Action Checklist / Implementation Steps
-
[ ] Decide context length: 4 k / 64 k / 256 k / 1 M → pick batch-size accordingly -
[ ] Choose precision: FP8 for throughput, BF16 for finetune-ready checkpoints -
[ ] Allocate GPUs: 1×H200 handles 8 k→16 k at 25 req/s; scale linearly with tensor parallelism -
[ ] Tune sampling: math/code temp 0.2–0.3, chat 0.6; enable reasoning for multi-step problems -
[ ] Monitor expert load: use NeMo-Gym dashboard to keep utilization <5 % imbalance -
[ ] Cache calibration: reuse the shipped 1 k SFT samples for any custom FP8 re-calibration
One-Page Overview
Nemotron-3-Nano is a 31 B parameter MoE model that activates only 3 B per token. It combines Mamba-2 and Group-Query Attention for linear context growth, trains on 25 T tokens with a two-stage curriculum, and uses multi-environment RL to boost math, code, and tool-use benchmarks without forgetting. Selective FP8 quantization keeps 99 % accuracy while increasing throughput 2.5×. The open release includes base and post-trained checkpoints, data recipes, and serving code—ready for 1 M token contexts on a single H200 node.
FAQ
-
How much GPU memory is required for 1 M token context?
~80 GB with FP8 weights and 128 k KV-cache compression; 8×H100 recommended for comfortable batching. -
Is the model truly open for commercial use?
Yes, under the NVIDIA Open Model License; no gated API required. -
Will I lose accuracy if I skip FP8 and stay in BF16?
No—FP8 is for speed; BF16 is the reference accuracy. You can serve in BF16 if memory allows. -
Can I fine-tune the FP8 checkpoint further?
Not directly.
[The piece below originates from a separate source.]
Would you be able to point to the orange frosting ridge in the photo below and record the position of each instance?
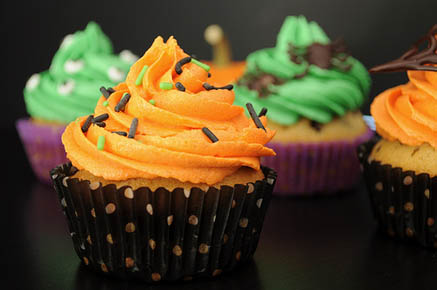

Load the BF16 checkpoint, perform QAT or LoRA, then re-run selective FP8 calibration. -
Which inference frameworks are supported?
vLLM and TensorRT-LLM both work; NVIDIA provides example scripts for each. -
Does the model support languages other than English?
Pre-training included 19 languages and translation pairs; MMLU-ProX average 59.5 %, suitable for multilingual RAG but primary strength remains English STEM. -
What hyper-parameter stops tool hallucination?
A 50-step DPO add-on drops hallucination from 8 % to <1 %; RLVR alone achieves similar results without extra data.